On the other hand, Ang II was found to participate in the development of insulin resistance and endothelial dysfunction in atherosclerosis, whereas the inhibition of ACE exerted positive effects in animal models of cardiometabolic syndrome [100]. In SD rats maintained on a fructose-rich diet, which promotes the development of hypertension and insulin resistance, the administration of the ACE inhibitor or AT1R blocker (Olmesartan) significantly reduced blood pressure, improved insulin sensitivity, and reduced adipocyte size [101]. Further studies revealed that blockade of AT1R in insulin-treated rats significantly potentiated NO-mediated vasodilation [102].

2.6.2. Interaction of Ang-(1-7) with Insulin

Ang-(1-7) appears to interact with insulin in the opposite way to Ang II. The subcutaneous (sc) infusion of Ang-(1-7) was found to reduce insulin resistance, hypertriglyceridemia, obesity, and hepatic fat accumulation in rats maintained on a high fructose/low-magnesium diet, which imitates the metabolic syndrome [103]. Similarly, the sc administration of Ang-(1-7) improved insulin sensitivity in C57BL/6J mice maintained on a high-fat diet and this effect was associated with increased glucose uptake into the skeletal muscle [104]. Ang-(1-7) also exerts other effects that may potently contribute to the regulation of metabolism via insulin. For instance, it has been found that it induces the proliferation of pancreatic β-cells, increases insulin secretion, ameliorates the sensitivity of skeletal muscles and adipose tissue to insulin, and improves the metabolic function of the liver [105].

2.6.3. Central Effects of Insulin

It should be noted that insulin receptors and insulin-like growth factor 1 receptors are present in the central nervous system in the regions involved in the regulation of the sympathetic nervous system, metabolism, and blood pressure [106][107]. The systemic and central administration of insulin into the RVLM increases lumbar sympathetic nerve activity and this effect can be reversed by blockade of glutamatergic NMDA receptors [106]. Therefore, it is likely that the direct interaction of insulin with angiotensin peptides in the heart may be potentiated by its intra-brain action, promoting the stimulation of the sympathetic nervous system.

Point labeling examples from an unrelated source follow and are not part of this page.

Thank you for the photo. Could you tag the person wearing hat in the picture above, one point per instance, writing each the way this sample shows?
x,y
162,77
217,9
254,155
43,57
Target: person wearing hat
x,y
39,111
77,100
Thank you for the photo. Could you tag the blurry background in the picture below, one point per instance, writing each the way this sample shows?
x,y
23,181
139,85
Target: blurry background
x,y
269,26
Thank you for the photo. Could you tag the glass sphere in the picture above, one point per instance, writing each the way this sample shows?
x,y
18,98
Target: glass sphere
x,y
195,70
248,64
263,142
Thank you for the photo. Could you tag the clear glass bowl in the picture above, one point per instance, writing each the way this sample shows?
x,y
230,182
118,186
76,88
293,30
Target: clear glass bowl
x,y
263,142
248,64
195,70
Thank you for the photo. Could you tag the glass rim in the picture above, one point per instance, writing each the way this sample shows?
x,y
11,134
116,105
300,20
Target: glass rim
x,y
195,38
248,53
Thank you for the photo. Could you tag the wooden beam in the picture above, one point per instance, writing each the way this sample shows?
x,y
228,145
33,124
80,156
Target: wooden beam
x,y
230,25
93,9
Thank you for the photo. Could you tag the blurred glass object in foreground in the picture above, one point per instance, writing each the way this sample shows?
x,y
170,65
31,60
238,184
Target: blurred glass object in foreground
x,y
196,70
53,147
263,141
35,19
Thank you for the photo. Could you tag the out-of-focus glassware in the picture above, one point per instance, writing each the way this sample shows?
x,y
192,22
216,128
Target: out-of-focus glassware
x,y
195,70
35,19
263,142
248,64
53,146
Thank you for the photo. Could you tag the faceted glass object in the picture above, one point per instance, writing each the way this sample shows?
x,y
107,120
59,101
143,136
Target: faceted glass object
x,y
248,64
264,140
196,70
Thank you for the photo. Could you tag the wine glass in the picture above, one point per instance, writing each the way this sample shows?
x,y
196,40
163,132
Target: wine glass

2.7. The Role of Angiotensin Peptides in the Heart in Obesity, Diabetes Mellitus, and Hypertension

Multiple experimental and clinical studies report that a high-fat diet, obesity, and diabetes mellitus significantly influence the activity of the RAS.

2.7.1. The Role of Ang II in Experimental Obesity, Diabetes Mellitus, and Hypertension

Enhanced ACE activity associated with diminished responsiveness to the vasodilatory action of bradykinin was found in the coronary arterioles of obese rats maintained on a high-fat diet [108]. The treatment of type 2 diabetic KK-Ay mice (an experimental model of T2DM) with an AT1R antagonist (valsartan) significantly improved insulin sensitivity and reduced the plasma glucose level. This was associated with the phosphorylation of IRS and with the translocation of GLUT 4 to the plasma membrane. In addition, the application of valsartan reduced the expression of TNF-α and the production of superoxide. The treatment of KK-Ay mice with an AT2R antagonist (PD123319) did not have significant effects on insulin sensitivity [109]; however, positive effects on metabolism by means of AT2R were found in another study on KK-AY mice, in which the intraperitoneal injections of AT2R agonist (compound 21, C21) reduced insulin resistance [110].
Experiments on db/db mice, which is another model of T2DM, provided evidence that activation AT1R plays a role in the remodeling of coronary vessels in diabetes mellitus. Thus, 16-week-old db/db mice manifested hyperglycemia, hyperlipidemia, obesity, insulin resistance, and coronary remodeling [111], whereas, after prolonged treatment with losartan in the dose which does not alter systemic blood pressure, the mice showed a significantly decreased number of VSMC, the reduced remodeling of the coronary vessels, and increased coronary flow reserve [112].
There is evidence for the enhanced involvement of angiotensin peptides in the development of insulin resistance and in the generation of oxidative stress in hypertension. In a model of Dahl-salt sensitive hypertension, the hypertensive animals manifested insulin resistance, increased the expression of AT1R mRNA and protein, and impaired Ach-induced endothelium-dependent relaxation (EDR). The administration of an AT1R blocker (candesartan) or an antioxidant compound (tempol) reduced arterial blood pressure and insulin resistance and normalized EDR and O2- in the wall of the aorta [113]. Furthermore, SHR rats that were maintained on a high-fat diet and were developing type II diabetes (SHRDI) manifested body-weight loss, hyperglycemia, reduced plasma insulin levels, decreased myocardial and brain capillary vascularization, and enhanced oxidative stress. The harmful effects of diabetes in SHRDI rats could be prevented by the chronic inhibition of ACE with enalapril or by blockade of an AT1R antagonist (olmesartan) [114]. Obesity, increased blood pressure, myocardial hypertrophy, and interstitial fibrosis, associated with elevated levels of ERK, PI3K, and Tyr-phosphorylated β-insulin receptor subunit (βIR) and with decreased myocardial JNK expressions, were observed in Wistar-Kyoto rats fed with a hypercaloric diet for 30 weeks. Several of these disorders, such as dyslipidemia and insulin resistance, could be efficiently reduced by the administration of losartan in drinking water [115].
It is likely that some of the detrimental effects of Ang II in obesity and diabetes mellitus are mediated by aldosterone, which closely cooperates with RAS and participates in the regulation of insulin secretion. Experiments on isolated pancreatic islets revealed that aldosterone acting on mineralocorticoid receptors (MR) enhances glucose-induced insulin secretion and ROS production. The activation of MR also decreased the sensitivity to insulin in adipocytes and in skeletal muscles [116], and promoted the development of inflammation, oxidative stress, lipid disorders, and insulin resistance, thereby impairing vascular insulin metabolic signaling [15][117][118].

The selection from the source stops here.